El odio diario
Manuel Molina
Ya en la Atenas clásica, el odio
entre facciones era visto como el veneno de la polis, el mîsos politikón, el odio político. Tucídides describe en la Guerra del Peloponeso cómo ese tipo de
odio provocó atrocidades entre ciudadanos de Corcira. “El odio fue más fuerte
que la piedad; los lazos de sangre fueron menos poderosos que las facciones.”

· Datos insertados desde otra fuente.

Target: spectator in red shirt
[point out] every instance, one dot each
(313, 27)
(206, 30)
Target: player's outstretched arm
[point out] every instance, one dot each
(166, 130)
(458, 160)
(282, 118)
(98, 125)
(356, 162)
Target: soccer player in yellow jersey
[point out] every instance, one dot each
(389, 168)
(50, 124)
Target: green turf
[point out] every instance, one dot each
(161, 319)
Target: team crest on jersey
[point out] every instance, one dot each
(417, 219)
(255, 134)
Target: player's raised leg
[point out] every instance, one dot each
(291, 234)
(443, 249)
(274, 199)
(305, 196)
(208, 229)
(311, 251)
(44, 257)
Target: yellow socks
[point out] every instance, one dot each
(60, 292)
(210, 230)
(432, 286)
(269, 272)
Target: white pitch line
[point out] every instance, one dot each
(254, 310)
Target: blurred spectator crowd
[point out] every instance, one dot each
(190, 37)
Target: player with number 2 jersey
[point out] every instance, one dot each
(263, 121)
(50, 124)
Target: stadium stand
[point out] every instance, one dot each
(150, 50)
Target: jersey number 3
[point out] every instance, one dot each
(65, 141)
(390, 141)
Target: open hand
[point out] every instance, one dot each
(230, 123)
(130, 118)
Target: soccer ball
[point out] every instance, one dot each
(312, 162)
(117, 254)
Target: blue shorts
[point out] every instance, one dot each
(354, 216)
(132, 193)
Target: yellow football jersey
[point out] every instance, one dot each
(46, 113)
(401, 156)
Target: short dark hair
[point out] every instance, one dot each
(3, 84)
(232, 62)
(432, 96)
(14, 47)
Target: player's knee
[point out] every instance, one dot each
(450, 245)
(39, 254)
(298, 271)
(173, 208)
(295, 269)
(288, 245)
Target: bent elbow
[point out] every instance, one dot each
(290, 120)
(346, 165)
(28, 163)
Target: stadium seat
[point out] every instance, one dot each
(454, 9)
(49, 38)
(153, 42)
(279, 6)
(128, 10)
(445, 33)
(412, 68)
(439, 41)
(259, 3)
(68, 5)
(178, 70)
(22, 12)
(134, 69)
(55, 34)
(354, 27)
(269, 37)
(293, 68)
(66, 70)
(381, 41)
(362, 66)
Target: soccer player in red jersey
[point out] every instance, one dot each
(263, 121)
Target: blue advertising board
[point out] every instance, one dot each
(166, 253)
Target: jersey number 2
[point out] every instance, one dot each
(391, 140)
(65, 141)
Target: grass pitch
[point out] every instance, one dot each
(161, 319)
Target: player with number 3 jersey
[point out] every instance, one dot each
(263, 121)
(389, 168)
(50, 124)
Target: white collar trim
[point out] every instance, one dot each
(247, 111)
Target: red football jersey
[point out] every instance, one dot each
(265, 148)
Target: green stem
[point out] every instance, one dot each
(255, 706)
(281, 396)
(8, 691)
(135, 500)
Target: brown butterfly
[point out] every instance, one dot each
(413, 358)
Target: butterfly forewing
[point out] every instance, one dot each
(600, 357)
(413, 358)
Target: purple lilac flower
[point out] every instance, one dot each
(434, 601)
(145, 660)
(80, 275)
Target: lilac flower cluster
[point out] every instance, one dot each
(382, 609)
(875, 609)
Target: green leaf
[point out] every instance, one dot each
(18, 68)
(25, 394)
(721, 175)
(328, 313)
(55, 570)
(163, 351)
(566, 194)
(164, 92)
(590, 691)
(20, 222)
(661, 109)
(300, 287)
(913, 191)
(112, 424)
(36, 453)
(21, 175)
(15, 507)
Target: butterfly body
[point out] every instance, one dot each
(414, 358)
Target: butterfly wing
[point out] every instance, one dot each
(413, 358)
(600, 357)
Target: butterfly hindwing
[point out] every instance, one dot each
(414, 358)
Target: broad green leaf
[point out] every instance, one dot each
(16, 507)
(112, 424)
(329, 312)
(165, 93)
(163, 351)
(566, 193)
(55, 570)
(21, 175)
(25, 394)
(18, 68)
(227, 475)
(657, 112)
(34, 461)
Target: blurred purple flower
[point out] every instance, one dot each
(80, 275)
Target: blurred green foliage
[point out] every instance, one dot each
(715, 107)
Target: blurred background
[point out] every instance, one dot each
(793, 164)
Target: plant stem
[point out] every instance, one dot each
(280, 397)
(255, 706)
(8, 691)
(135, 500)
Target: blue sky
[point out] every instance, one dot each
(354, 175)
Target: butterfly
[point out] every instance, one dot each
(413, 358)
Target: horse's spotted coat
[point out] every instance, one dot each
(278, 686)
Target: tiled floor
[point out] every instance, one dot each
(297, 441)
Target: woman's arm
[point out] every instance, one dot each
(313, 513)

Los dioses también odiaban: el phthonos theôn (la envidia o rencor
divino) castigaba a los humanos. Por ejemplo, en Prometeo encadenado de
Esquilo, Zeus castiga a Prometeo por amar a los hombres y robar el fuego
divino. Sin embargo y pese a actitudes como la Séneca en contra del odio,
en Roma existía una particularidad, el odium
hostium, que incluso era considerado legítimo, aquello de que al enemigo,
ni agua. Virgilio en la Eneida lo retrata entre troyanos y
cartagineses, originado por la furia de Juno: “Guarda este odio, oh diosa, y
entre tus descendientes y los míos no haya paz ni tratados.”

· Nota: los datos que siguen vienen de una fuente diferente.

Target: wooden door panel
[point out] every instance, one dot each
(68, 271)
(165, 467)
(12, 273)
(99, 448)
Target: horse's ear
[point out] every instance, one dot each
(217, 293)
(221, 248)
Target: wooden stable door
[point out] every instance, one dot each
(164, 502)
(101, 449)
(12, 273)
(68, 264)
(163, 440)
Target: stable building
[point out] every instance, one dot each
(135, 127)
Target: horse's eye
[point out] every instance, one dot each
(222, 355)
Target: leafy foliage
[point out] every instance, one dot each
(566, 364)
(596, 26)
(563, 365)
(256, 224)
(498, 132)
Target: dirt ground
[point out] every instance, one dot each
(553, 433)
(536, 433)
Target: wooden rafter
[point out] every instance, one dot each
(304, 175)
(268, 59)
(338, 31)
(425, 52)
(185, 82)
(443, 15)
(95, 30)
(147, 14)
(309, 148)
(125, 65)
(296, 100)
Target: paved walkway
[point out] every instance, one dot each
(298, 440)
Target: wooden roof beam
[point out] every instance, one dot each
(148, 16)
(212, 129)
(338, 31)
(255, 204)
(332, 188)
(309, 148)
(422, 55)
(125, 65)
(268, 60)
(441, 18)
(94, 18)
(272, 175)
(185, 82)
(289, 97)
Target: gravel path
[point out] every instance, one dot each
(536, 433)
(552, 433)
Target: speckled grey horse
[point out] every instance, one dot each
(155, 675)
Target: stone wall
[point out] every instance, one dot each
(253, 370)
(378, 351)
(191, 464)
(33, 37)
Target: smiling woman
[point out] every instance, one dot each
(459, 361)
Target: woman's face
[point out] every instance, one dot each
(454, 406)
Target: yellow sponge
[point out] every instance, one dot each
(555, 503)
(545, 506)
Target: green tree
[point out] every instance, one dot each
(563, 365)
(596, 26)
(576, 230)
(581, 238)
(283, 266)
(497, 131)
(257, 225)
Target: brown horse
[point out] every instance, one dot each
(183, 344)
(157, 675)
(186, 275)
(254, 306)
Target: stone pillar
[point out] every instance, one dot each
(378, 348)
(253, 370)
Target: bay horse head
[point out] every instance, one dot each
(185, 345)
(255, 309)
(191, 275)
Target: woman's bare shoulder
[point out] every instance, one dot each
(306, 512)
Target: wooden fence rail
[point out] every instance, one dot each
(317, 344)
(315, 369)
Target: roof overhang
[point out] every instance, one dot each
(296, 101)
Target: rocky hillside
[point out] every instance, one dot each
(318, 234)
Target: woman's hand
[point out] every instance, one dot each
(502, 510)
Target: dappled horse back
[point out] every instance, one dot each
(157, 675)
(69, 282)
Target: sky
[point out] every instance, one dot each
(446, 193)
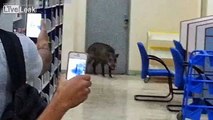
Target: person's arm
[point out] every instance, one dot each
(69, 94)
(44, 49)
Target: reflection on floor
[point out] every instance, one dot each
(112, 99)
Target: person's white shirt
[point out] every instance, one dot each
(33, 63)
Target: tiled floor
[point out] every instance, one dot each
(112, 99)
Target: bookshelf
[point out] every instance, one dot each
(52, 13)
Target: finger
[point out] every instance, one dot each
(84, 77)
(61, 78)
(87, 90)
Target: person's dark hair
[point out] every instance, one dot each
(2, 3)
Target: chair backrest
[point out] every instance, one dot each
(180, 48)
(144, 60)
(179, 68)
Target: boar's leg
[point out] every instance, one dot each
(102, 67)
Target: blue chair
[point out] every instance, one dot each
(180, 49)
(146, 73)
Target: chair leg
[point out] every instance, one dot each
(156, 98)
(173, 108)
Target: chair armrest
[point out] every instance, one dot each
(198, 70)
(151, 57)
(155, 57)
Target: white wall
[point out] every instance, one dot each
(157, 15)
(74, 28)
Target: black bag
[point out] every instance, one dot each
(27, 104)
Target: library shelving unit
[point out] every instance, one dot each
(159, 44)
(52, 13)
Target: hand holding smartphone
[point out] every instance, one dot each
(76, 64)
(33, 25)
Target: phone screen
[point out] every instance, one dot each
(76, 64)
(33, 24)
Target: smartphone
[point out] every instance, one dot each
(76, 64)
(33, 25)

Un joven pseudopolítico se ha
dedicado esta semana a recorrer los campus universitarios andaluces, cobijado
por guardaespaldas y con una “performance” que incluía subirse a los hombros de
uno de sus fornidos protectores y envolverse en una bandera nacional para
gritar consignas de odio. Le ha salido rana por dos motivos, el sentido común
de los rectorados impidiendo dar espacio público a tan deleznable y abyecto
personaje y la respuesta de una gran mayoría de estudiantes, que en su aparente
letargo tal vez hayan vislumbrado que ese tipo no merece estar ahí tan solo
para odiar. El ridículo y un poco preocupante personaje intenta tan solo lo que
los griegos llamaban hybris, es
decir, alterar el orden de la res publica. En todo tiempo y momento ha habido
personajes así, por miles. Han sido muy contados, por desgracia, los que han
llegado a tocar verdadero poder con esa simpleza y eso que hoy día con redes
sociales todo se multiplica.
Cuando alguien hace aparente fortuna en alguna forma de mal
siempre surgen imitadores, peores casi siempre, con una especie de altanería
que se erige incluso sobre lo moral, una elevación desde la que no existe
compostura, ni respeto. La universidad, como templo del saber, debe ser un
refugio inviolable para la libertad de pensamiento y la diversidad de ideas. Su
misión no es imponer verdades, sino enseñar a buscarlas con rigor y apertura,
con cientifismo. La intolerancia, en cualquiera de sus formas, atenta contra
ese propósito y convierte el conocimiento en simple dogma y en ella no cabe el
fanatismo, que no es lo mismo que censura. En ella debe prevalecer la salud
moral de la sociedad. Decía Aristóteles que “El odio no admite término medio,
pues su objeto es el mal absoluto.” El bullir de odio que ciega el personaje de la “performance” no tiene cabida
en la universidad; bastante que lo tiene en nuestra democracia que permite
monstruos como ese, empeñado en lo que advertía también Aristóteles: “El odio
no busca corrección, sino destrucción”.